PDF Analysis

Several PDF analysis has already been done, I reassembled a lot of them with additional tips & tools here

PDF Format 📄

https://www.adobe.com/devnet/pdf/pdf_reference.html
https://blog.didierstevens.com/2008/04/09/quickpost-about-the-physical-and-logical-structure-of-pdf-files/
https://web.archive.org/web/20141010035745/http://gnupdf.org/Introduction_to_PDF

Tools list 🔧

Tool	URL
AnalyzePDF.py	https://github.com/hiddenillusion/AnalyzePDF
ByteForce	https://github.com/weaknetlabs/ByteForce
Caradoc	https://github.com/ANSSI-FR/caradoc
Didier Stevens suite	https://github.com/DidierStevens/DidierStevensSuite
dumppdf	https://packages.debian.org/jessie/python-pdfminer
forensics-all	https://packages.debian.org/jessie-backports/forensics-all
Origami	https://code.google.com/archive/p/origami-pdf/
ParanoiDF	https://github.com/patrickdw123/ParanoiDF
peepdf	https://github.com/jesparza/peepdf
PDF Xray	https://github.com/9b/pdfxray_public
pdf-parser	http://didierstevens.com/files/software/pdf-parser_V0_6_4.zip
pdf2jhon.py	https://github.com/magnumripper/JohnTheRipper/blob/unstable-jumbo/run/pdf2john.py
pdfcrack	https://packages.debian.org/jessie/pdfcrack
pdfextract	https://github.com/CrossRef/pdfextract
pdfobjflow.py	https://bitbucket.org/sebastiendamaye/pdfobjflow
pdfresurrect	https://packages.debian.org/jessie/pdfresurrect
PdfStreamDumper.exe	http://sandsprite.com/CodeStuff/PDFStreamDumper_Setup.exe
pdftk	https://packages.debian.org/en/jessie/pdftk
pdfxray_lite.py	https://github.com/9b/pdfxray_lite
poppler-utils	https://packages.debian.org/en/jessie/poppler-utils (pdftotext, pdfimages, pdftohtml, pdftops, pdfinfo, pdffonts, pdfdetach, pdfseparate, pdfsig, pdftocairo, pdftoppm, pdfunite)
pyew	https://packages.debian.org/en/jessie/pyew
qpdf	https://packages.debian.org/jessie/qpdf
swf_mastah.py	https://github.com/9b/pdfxray_public/blob/master/builder/swf_mastah.py

Existing list

http://blog.didierstevens.com/programs/pdf-tools/
https://github.com/sans-dfir/sift-files/tree/master/pdf-tools

Quick Analysis 🚀

Basic informations

$ file file.pdf
$ pdfinfo -box -meta -js -rawdates file.pdf

Displaying objects and actions structure

$ python pdfdid.py -aefv file.pdf

Search for /OpenAction /AA /Launch /GoTo /GoToR /SubmitForm /Richmedia (for Flash) /JS /JavaScript /URI - Encode - Cipher - Shell code - Obfuscation...

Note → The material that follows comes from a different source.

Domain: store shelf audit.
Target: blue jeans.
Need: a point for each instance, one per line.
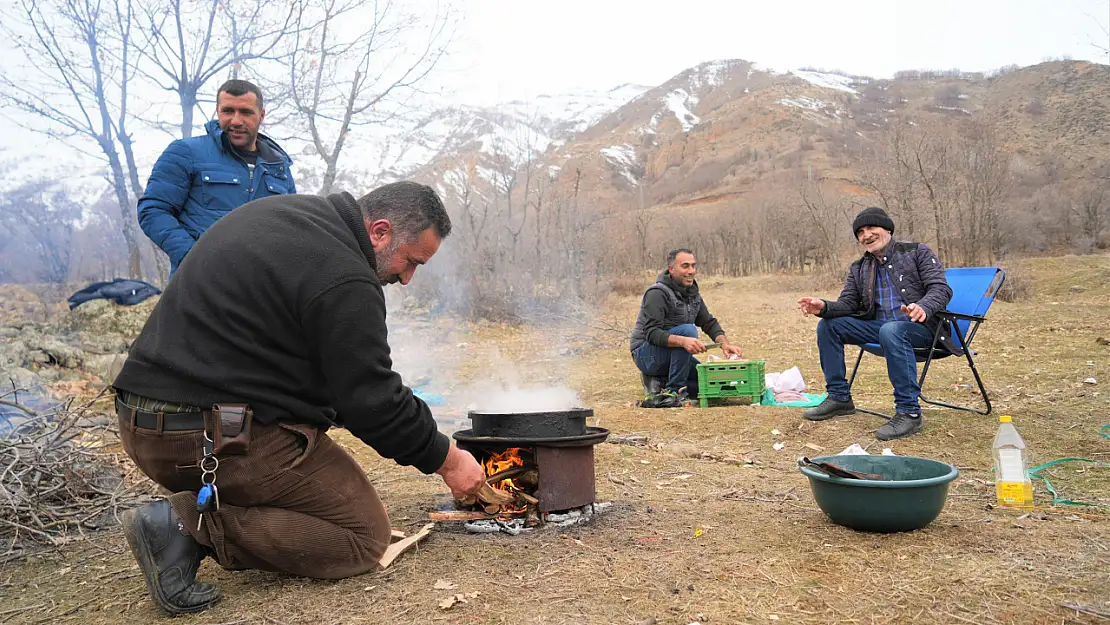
(897, 339)
(678, 365)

Automatically with ParanoiDF

$ python paranoiDF.py -fl file.pdf

Or with pdf-parser

$ python pdf-parser.py -v file.pdf

With an hexadecimal analyser

$ bless file.pdf

Extract files / scripts / Objects

pdf-parser to extract a js object for example

$ pdf-parser --object 32 --raw > extractedObject.js

pdfextract from Origami

$ pdfextract file.pdf

Online analysis

Beware to don't leak any important/professional/personnal data or to expose your research
https://www.hybrid-analysis.com/

Complete Analysis 🔎

Basic informations

$ file file.pdf
$ pdfinfo file.pdf
$ pdfinfo -box -meta -js -rawdates file.pdf

Powerfull Python tool to analyze PDF and exploit

$ pyew file.pdf

Other Python tool to explore PDF

$ peepdf -fl file.pdf
$ peepdf --interactive file.pdf

Analysis under Windows

PDF Stream Dumper
https://github.com/dzzie/pdfstreamdumper

Metadata

Get metadata

$ exiftool -a -u -g2 file.pdf

Get metadata recursivly from current directory

$ exiftool -r -ext pdf .

Change an element

$ exiftool -Title="New title" file.pdf

Remove metadata

$ exiftool -all= file.pdf && exiftool -all:all= file.pdf && qpdf --linearize file.pdf filewithoutmeta.pdf
$ mat file.pdf # latest version of mat doesn't support pdf format anymore...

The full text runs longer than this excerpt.